Acababa de hacerse cargo de la presidencia de Estados Unidos, debido a la súbita e inesperada muerte de Franklin D. Roosevelt, cuando Harry Truman, ya en el desenlace de la Segunda Guerra Mundial, debió tomar la decisión más trascendental que presidente alguno hubiera debido asumir en la historia de la humanidad: derrotar de una vez y para siempre a los japoneses dejando caer sobre dos de sus más populosas e importantes ciudades el arma más devastadora inventada por el hombre: la bomba atómica de Uranio, sobre Hiroshima y la de Plutonio sobre Nagasaki. La tenaz y porfiada resistencia japonesa fue quebrada de un solo tajo. La terrorífica amenaza de dejar caer otra bomba atómica sobre una tercera ciudad japonesa –la sola idea de que fuera a caer sobre Tokio habrá espeluznado a la corona nipona– indujo a la inmediata capitulación de la corona imperial japonesa.
La alternativa era cruenta y devastadora: por lo menos medio millón de norteamericanos hubieran dejado sus vidas sobre los ensangrentados campos y mares del Japón. A Truman, entonces de sesenta años, sin gran experiencia política previa y en cuyo nombramiento se oyó decir a uno de los presentes: “Pobre tipo, lo que le espera”, no le tembló el pulso. Asumió la grave, histórica responsabilidad de dar la orden de aplastar a los japoneses a un costo en vidas y devastación material que aterró a la humanidad. Churchill, De Gaulle y Stalin comprendieron que el liderazgo político norteamericano no se andaba con chiquitas. La hegemonía imperial tenía meritorios dueños.
A un costo infinitamente menor los norteamericanos pudieron haber zanjado el problema que representaba el asalto al poder por parte del aventurerismo gansteril castro comunista cubano, que le arrimaba la brasa de Washington al Moscú de la peor tiranía de la historia occidental. Permitiéndole a una Cuba democrática, emprendedora y creativa, por ejemplo bajo el liderazgo de sus factores liberales, un desarrollo como el que las bombas sobre Hiroshima y Nagasaki le permitieran al Japón, que bajo el tutelaje de Estados Unidos se convirtiera en la gran potencia que ha sido hasta hoy.

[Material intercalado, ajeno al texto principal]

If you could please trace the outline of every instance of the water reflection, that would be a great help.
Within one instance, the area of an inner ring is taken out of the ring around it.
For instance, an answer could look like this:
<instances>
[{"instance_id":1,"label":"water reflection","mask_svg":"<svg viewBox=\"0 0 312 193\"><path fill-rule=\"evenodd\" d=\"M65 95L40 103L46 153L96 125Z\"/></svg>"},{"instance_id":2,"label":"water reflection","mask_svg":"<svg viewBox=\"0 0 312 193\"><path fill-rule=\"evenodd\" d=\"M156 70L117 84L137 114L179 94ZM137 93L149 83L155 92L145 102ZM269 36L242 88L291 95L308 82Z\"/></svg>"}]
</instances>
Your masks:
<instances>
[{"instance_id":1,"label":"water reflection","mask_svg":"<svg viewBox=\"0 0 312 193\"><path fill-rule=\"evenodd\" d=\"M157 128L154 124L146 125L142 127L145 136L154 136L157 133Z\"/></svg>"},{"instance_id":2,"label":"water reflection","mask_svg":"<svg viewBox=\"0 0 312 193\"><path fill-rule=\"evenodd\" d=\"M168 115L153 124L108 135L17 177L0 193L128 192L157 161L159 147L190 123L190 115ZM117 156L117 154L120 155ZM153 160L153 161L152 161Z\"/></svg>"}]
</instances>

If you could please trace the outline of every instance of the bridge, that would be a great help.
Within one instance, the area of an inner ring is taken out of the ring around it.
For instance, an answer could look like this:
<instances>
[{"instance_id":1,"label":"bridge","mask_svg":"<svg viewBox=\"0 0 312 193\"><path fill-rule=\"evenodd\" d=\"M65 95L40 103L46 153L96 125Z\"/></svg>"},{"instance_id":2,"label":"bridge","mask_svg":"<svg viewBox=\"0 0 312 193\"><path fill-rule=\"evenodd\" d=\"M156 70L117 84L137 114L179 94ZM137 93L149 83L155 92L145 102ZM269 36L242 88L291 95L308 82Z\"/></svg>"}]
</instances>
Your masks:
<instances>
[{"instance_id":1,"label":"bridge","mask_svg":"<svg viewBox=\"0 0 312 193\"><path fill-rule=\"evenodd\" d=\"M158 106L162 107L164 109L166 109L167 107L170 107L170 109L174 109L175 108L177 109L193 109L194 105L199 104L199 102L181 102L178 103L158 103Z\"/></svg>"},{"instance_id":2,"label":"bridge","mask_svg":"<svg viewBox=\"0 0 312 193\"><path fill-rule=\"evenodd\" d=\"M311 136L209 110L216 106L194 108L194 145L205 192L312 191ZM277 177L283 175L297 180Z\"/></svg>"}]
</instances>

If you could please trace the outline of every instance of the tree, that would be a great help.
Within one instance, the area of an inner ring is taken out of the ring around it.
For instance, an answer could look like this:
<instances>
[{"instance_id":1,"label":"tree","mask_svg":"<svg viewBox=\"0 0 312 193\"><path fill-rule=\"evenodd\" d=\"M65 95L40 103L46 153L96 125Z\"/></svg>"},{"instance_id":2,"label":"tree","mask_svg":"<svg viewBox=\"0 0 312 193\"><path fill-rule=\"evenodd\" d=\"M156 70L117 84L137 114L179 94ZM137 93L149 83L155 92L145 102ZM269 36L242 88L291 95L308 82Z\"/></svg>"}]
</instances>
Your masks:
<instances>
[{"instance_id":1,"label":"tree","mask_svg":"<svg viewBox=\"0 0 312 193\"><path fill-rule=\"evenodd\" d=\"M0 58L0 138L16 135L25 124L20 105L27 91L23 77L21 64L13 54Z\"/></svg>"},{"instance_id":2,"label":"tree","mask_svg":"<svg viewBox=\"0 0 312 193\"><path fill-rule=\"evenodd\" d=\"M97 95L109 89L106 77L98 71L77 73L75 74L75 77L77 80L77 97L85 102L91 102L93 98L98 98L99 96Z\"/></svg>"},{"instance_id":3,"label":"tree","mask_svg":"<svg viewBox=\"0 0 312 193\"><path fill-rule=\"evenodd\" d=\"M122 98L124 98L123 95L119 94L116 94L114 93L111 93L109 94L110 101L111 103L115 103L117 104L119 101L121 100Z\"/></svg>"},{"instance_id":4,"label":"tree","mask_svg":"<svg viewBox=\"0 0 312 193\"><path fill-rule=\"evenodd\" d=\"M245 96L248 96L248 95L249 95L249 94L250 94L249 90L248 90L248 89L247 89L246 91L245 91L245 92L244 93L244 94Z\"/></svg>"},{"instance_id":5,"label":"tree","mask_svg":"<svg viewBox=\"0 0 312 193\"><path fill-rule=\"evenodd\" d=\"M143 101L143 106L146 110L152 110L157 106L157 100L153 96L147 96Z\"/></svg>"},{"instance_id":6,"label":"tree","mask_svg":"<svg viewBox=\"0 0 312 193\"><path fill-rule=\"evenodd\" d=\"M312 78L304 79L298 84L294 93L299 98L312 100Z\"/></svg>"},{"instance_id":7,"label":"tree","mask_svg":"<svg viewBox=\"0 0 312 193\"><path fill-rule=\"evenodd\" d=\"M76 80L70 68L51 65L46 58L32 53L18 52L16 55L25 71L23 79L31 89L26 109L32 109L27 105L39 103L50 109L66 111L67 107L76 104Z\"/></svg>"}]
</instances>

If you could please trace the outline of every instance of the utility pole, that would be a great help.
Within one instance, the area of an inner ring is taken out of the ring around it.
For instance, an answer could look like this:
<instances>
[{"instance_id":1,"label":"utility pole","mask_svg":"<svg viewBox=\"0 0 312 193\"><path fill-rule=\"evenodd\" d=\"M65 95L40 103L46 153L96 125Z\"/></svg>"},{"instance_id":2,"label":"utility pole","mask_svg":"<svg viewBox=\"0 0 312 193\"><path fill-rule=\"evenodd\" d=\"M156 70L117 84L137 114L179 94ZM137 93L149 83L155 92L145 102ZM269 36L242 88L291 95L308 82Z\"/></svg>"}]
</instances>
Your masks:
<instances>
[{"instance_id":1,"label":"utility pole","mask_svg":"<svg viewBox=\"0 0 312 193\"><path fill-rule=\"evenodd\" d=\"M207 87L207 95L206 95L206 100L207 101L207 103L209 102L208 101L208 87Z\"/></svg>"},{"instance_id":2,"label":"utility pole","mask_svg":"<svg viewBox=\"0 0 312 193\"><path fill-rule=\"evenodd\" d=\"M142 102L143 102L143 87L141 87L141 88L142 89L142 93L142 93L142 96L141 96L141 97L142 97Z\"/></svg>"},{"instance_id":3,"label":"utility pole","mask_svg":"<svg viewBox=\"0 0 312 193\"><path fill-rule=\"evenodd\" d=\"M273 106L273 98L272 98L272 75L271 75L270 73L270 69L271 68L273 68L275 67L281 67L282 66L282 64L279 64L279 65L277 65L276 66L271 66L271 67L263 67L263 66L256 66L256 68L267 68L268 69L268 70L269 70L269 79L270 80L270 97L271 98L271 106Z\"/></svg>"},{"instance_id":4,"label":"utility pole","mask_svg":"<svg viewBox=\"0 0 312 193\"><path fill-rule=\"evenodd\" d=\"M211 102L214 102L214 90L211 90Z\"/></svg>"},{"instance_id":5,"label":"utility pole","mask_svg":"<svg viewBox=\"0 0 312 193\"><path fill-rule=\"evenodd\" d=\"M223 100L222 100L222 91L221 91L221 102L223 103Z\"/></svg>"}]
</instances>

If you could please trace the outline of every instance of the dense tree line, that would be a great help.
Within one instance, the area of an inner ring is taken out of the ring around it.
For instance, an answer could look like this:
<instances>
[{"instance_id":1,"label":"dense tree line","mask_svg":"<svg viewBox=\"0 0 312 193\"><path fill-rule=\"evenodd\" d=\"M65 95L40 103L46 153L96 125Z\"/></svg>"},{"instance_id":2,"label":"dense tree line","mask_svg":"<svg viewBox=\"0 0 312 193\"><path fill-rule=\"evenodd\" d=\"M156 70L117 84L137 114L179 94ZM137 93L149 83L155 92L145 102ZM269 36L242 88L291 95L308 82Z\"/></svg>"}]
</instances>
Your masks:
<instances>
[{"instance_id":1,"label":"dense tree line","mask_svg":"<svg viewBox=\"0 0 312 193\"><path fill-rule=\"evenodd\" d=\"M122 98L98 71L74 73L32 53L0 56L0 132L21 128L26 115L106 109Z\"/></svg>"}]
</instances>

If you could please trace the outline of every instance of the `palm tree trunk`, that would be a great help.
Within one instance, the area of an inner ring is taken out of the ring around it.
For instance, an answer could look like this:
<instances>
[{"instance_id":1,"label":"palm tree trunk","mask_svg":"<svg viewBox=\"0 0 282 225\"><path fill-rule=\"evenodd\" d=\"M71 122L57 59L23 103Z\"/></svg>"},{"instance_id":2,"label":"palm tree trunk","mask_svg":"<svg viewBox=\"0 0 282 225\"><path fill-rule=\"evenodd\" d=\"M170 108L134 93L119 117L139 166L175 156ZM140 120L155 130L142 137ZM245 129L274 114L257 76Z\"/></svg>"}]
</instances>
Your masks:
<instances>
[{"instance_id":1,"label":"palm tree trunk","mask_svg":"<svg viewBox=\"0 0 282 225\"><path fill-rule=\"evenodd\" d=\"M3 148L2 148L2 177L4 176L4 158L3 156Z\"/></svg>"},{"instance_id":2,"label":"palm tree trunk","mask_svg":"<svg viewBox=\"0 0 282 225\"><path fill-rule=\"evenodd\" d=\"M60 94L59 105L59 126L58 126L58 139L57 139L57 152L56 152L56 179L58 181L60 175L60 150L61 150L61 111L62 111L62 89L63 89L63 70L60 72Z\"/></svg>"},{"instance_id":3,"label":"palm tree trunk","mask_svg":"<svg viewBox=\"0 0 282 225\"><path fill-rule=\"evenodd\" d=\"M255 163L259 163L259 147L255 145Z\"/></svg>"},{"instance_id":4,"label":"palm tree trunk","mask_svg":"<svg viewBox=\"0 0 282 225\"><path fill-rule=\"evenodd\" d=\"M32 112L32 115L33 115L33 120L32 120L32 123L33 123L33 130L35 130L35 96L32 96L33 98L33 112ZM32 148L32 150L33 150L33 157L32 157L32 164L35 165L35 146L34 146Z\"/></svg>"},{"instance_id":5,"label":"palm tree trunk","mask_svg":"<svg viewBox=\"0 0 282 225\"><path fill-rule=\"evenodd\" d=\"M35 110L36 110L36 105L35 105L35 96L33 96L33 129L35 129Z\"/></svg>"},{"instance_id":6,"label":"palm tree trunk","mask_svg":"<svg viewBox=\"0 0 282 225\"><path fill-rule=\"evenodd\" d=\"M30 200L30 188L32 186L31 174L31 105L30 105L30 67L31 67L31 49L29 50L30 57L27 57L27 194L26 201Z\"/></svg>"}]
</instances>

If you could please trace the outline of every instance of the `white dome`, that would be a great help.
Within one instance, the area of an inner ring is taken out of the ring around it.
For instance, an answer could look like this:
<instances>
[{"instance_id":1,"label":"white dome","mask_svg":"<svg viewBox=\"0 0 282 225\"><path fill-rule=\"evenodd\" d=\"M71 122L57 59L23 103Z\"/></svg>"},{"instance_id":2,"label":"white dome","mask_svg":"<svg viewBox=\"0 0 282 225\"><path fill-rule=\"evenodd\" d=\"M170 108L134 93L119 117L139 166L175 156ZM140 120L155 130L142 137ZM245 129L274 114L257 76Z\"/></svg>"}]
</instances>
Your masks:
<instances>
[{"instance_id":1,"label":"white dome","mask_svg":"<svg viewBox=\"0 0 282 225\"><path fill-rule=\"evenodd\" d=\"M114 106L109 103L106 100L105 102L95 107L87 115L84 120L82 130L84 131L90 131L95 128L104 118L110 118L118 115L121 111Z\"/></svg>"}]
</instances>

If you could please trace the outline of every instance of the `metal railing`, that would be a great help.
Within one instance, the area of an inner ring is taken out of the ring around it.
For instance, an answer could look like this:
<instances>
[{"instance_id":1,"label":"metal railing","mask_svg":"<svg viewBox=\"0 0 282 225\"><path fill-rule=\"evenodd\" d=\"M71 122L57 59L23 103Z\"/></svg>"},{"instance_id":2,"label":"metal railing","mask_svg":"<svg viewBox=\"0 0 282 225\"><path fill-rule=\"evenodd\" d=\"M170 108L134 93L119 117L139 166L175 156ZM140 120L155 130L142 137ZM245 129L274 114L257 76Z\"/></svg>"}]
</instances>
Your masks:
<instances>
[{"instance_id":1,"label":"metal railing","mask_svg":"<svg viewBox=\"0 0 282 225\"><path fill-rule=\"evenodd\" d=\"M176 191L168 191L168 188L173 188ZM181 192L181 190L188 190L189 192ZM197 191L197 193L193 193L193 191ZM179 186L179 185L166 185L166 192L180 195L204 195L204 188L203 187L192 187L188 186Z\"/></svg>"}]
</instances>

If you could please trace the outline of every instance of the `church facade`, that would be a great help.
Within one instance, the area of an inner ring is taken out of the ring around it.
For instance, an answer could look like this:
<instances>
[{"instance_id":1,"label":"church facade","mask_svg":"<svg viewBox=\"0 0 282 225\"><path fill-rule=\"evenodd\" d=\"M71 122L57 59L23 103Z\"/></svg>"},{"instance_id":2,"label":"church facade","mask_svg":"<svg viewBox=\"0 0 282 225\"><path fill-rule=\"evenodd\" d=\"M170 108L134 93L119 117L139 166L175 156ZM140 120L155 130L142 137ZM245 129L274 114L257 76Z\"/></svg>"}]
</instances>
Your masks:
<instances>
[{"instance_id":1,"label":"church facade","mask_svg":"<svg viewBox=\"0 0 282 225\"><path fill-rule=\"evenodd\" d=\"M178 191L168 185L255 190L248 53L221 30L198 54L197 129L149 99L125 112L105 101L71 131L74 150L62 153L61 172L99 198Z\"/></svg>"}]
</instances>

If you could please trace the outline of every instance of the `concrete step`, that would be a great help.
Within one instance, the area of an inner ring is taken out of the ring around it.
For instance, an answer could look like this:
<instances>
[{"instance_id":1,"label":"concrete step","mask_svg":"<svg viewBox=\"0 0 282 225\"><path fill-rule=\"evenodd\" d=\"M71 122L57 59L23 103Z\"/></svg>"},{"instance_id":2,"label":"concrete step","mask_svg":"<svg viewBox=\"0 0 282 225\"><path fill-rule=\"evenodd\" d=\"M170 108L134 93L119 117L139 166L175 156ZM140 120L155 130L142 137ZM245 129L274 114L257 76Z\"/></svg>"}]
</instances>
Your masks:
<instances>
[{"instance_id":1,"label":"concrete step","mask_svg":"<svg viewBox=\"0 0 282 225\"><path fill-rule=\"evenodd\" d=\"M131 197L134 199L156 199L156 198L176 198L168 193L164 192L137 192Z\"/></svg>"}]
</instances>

Un enfermizo odio a Estados Unidos, en gran medida motivado por la envidia y el complejo de inferioridad de las élites académicas, empresariales, políticas y militares latinoamericanas, ha tabuizado el tratamiento del comportamiento de nuestras élites respecto de Estados Unidos. La potencia mundial que mayor derecho ha tenido a sentirse parte de nuestra realidad. Y una evidente falta de esa grandeza de que hicieran gala Roosevelt y Truman en los posteriores mandatarios norteamericanos ha impedido lo que hubiera sido una legítima defensa de los intereses de la libertad y la democracia en nuestra región. La responsabilidad de Kennedy sobre la implantación de la tiranía cubana y la tragedia que ha representado para el pueblo cubano es indudable. Como la de los Bush, los Clinton, Obama y Trump sobre la tragedia venezolana.
Es la ominosa irresponsabilidad y el nefasto complejo de inferioridad de los mandatarios latinoamericanos frente a Estados Unidos lo que ha impedido que el Departamento de Estado y la Secretaría de Defensa hayan intervenido en Venezuela, impidiendo el sangramiento de su población y la devastación material de su territorio. Nada más negativo a nuestros propósitos de progreso y libertad que las posiciones del llamado Grupo de Puebla. Antes de Lima y de Sao Paulo.
Nada ni nadie ha cuestionado e impedido la presencia de parlamentarios y dirigentes de nuestros distintos países que participan en dicho foro en terrible y atroz detrimento de nuestros intereses nacionales. Como también resulta lamentable la ausencia de los sectores liberales de nuestros distintos países en promoción y defensa de nuestras democracias ante el asalto de las fuerzas comunistas que encuentran las puertas abiertas para atacar a la esencia de nuestra libertad. Como lo deja ver de forma lamentable y patética el feroz ataque del castrocomunismo colombiano, cubano y latinoamericano al político más importante y representativo de la sociedad colombiana, Álvaro Uribe Vélez.
Asombra la pasividad con que nuestras fuerzas democráticas se someten al asalto del bandidaje castrocomunista. ¿Es posible que Iván Duque no reaccione cortando las relaciones con el gobierno cubano? ¿Qué opina el Grupo de Puebla ante los ataques de las narcoguerrillas en complicidad con el aparato judicial colombiano a un expresidente de Colombia? ¿Aceptaremos en silencio la escalada del ataque marxista a nuestra institucionalidad democrática?